The energy flows directly represent the economy of the driver, and the result is a game. My driver had half an eye on the screen, and as he negotiated his way around town he was constantly striving to maximise his score. Fuel economy had moved from a worthy but irrelevant issue (he’s not paying the bill) to a little game that could leaven the dull routine of city driving.

As digital media have become a greater part of our lives, games have been emerging as a key tool in influencing behaviour, helping to inform and developing skills.

The US army produced America’s Army with game creator Ubisoft in 2002, and is about to launch its third version, to play on the Xbox360 console. Over nine million people have registered for the game, which has become a key recruitment tool for the military, as well as a training tool.

The US military are no strangers to video gaming, having commissioned games before, but America’s Army reflects their view that games can be an effective marketing and communications medium – an approach which has led to accusations of propaganda.
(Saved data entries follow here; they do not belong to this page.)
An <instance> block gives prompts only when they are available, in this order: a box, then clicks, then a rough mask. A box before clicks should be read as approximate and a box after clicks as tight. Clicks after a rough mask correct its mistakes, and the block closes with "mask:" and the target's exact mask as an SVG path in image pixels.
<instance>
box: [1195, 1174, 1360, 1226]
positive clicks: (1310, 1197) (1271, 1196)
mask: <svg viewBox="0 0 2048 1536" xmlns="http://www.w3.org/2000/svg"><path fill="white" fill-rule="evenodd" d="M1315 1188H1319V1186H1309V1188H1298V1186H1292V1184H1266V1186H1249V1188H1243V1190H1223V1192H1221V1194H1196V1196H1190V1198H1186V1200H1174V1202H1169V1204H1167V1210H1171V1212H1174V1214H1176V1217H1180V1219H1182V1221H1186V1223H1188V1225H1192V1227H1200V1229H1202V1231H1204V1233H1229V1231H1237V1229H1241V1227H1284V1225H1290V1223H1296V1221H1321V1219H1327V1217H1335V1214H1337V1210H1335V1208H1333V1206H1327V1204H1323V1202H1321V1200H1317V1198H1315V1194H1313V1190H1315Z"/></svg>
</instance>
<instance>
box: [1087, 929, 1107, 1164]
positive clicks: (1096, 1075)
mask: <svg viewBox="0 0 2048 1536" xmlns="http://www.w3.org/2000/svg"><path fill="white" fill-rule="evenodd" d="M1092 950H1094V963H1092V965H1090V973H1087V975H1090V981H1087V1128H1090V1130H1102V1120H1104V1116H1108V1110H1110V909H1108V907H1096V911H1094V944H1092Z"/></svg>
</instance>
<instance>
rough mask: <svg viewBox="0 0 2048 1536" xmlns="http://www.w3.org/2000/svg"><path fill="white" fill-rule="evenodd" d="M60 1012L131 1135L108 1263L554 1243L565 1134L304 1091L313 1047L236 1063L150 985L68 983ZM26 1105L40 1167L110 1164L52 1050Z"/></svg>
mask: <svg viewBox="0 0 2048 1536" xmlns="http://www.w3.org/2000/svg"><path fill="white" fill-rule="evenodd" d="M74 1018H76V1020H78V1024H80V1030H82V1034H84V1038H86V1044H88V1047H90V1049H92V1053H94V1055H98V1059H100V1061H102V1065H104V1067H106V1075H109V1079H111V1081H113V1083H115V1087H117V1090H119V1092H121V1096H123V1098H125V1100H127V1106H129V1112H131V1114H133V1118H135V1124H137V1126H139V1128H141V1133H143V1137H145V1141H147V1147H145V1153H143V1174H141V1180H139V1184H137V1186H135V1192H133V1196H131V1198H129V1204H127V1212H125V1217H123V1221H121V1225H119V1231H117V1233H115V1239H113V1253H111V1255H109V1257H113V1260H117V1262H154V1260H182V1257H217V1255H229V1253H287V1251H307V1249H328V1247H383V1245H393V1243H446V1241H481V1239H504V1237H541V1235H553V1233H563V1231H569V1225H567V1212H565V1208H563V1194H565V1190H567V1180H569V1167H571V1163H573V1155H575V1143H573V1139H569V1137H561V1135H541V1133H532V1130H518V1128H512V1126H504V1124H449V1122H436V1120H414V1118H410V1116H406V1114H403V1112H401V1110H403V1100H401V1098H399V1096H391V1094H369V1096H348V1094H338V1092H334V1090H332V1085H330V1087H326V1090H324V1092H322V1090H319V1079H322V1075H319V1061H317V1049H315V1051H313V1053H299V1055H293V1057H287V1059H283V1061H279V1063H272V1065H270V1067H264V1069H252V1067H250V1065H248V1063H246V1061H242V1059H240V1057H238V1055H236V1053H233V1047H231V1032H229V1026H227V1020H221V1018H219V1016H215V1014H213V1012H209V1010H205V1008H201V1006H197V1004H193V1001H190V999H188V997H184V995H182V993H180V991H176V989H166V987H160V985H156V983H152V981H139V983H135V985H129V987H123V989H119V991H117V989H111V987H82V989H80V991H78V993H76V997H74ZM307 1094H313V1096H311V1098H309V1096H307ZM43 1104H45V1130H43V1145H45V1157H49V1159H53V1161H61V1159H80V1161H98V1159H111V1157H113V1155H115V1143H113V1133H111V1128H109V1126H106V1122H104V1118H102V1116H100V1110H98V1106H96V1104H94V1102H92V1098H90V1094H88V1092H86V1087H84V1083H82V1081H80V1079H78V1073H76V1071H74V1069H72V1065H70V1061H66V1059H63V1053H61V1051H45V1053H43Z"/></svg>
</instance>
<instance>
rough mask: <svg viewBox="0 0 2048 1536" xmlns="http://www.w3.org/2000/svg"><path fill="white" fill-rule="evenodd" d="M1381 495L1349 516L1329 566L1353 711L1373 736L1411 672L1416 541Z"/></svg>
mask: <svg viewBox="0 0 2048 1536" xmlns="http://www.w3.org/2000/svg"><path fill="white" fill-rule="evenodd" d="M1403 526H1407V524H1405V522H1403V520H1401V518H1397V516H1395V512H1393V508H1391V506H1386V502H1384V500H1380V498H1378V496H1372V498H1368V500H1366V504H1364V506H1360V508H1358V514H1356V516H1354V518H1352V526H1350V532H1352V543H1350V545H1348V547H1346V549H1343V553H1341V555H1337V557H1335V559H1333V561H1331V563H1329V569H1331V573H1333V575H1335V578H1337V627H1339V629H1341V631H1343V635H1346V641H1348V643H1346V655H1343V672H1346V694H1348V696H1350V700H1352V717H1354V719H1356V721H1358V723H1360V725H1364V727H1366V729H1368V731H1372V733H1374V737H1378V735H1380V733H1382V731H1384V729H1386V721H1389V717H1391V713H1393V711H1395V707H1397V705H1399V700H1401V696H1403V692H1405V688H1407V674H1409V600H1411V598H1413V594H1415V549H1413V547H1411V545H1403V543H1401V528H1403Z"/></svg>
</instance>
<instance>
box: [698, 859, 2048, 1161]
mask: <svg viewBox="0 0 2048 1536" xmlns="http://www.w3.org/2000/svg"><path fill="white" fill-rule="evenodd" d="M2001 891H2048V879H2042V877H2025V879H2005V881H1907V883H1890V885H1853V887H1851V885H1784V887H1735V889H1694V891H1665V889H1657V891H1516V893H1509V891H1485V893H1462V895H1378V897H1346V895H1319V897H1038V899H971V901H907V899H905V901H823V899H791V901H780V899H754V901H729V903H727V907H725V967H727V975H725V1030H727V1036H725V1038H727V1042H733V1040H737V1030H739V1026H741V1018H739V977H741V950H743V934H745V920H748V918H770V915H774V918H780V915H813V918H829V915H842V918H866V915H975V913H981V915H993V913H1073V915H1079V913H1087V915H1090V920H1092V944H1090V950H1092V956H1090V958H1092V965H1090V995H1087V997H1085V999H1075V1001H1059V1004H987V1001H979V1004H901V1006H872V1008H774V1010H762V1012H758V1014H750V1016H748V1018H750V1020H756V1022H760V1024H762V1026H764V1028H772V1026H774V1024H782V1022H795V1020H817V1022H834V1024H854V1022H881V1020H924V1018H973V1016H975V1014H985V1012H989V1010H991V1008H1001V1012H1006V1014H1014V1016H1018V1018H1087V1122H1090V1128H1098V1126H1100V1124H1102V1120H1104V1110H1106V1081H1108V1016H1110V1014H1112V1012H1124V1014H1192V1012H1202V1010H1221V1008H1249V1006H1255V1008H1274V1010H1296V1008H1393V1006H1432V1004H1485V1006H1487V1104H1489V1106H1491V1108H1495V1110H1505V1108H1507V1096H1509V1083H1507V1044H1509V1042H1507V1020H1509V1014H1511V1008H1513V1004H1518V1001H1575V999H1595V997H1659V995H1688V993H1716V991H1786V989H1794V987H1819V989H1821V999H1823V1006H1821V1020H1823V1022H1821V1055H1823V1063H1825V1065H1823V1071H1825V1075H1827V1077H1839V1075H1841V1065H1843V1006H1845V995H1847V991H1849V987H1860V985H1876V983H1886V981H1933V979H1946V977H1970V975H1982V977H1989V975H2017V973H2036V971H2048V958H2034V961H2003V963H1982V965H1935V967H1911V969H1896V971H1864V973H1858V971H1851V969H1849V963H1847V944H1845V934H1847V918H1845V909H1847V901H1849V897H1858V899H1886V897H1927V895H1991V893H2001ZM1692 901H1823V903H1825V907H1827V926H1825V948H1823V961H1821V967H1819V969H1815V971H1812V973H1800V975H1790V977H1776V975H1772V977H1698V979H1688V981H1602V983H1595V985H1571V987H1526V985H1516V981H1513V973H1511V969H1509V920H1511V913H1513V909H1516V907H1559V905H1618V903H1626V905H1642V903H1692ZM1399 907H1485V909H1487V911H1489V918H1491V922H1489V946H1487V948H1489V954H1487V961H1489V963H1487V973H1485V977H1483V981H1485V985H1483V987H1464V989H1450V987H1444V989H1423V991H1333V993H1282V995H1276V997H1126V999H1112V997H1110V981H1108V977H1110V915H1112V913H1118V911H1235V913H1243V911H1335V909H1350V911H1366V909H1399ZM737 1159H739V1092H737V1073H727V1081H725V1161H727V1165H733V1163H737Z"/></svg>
In the UK, the Home Office used an online game back in 2003 as part of a consultation exercise on the Youth Justice green paper. Knowing that this group would be unlikely to complete a Home Office questionnaire, the COI created an online game with scenarios that dramatised real crime situations – a talking point to explore teenagers’ views on rights, responsibilities, crime and punishment. And this game-based approach worked – three times as many teens completed the game/survey as would have been expected from a conventional study.

Games have always been a naturally accepted way for children to learn. Whether hand-eye coordination, interpersonal skills or language, children’s own games help them to assimilate these skills. Education has long made use of the principle that learning within a meaningful context is more effective than in the absence of such a context – as is the case with most formal learning. Psychologists call this ‘situated cognition’, and it’s behind the popularity of role playing in all sorts of training.

But there’s an increasing understanding that those who grow up with digital media learn more effectively in these environments, and are developing new ways of consuming information. Graphics vs text, random access vs step by step, parallel processing vs linear – characteristics identified by Marc Presky, a writer on education, as the new norm for the learning style of the digital native.

So whilst much of the attention given in recent years to the marketing potential of online and video games has focused on their capacity as an advertising medium – placing posters and banners in-game, the real potential of games though would appear to much greater – as the game itself becomes both the message and the means by which we learn from consumers.